The notion of a data fabric encompasses several fundamental aspects of contemporary data management. It provides a singular means of data modeling, a centralized method of enforcing data governance, and an inimitable propensity for facilitating data discovery.

Its overarching significance to the enterprise, however, supersedes these individual facets of managing data. At its core, the data fabric tenet effectively signifies a transition in the way data is accessed and, to a lesser extent, even deployed.

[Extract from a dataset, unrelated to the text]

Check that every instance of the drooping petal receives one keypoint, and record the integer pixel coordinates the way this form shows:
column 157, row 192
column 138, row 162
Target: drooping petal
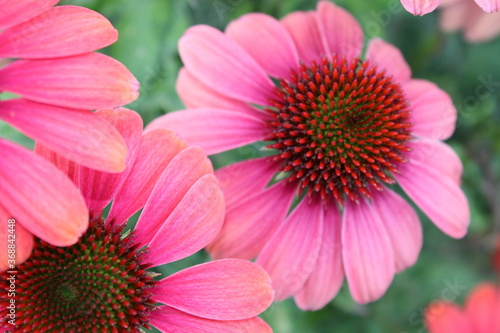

According to Denodo Chief Marketing Officer Ravi Shankar, in a big data driven world with increasing infrastructure costs and regulatory repercussions, it has become all but necessary: “to be able to connect to the data instead of collect the data.”

Incorporating various facets of data lakes, virtualization technologies, data preparation, and data ingestion tools, a unified data fabric enables organizations to access data from any variety of locations including on-premise, in the cloud, from remote devices, or from traditional ones. Moreover, it does so in a manner which reinforces traditional centralization benefits such as consistency, uniformity, and oversight vital to regulatory compliance and data governance.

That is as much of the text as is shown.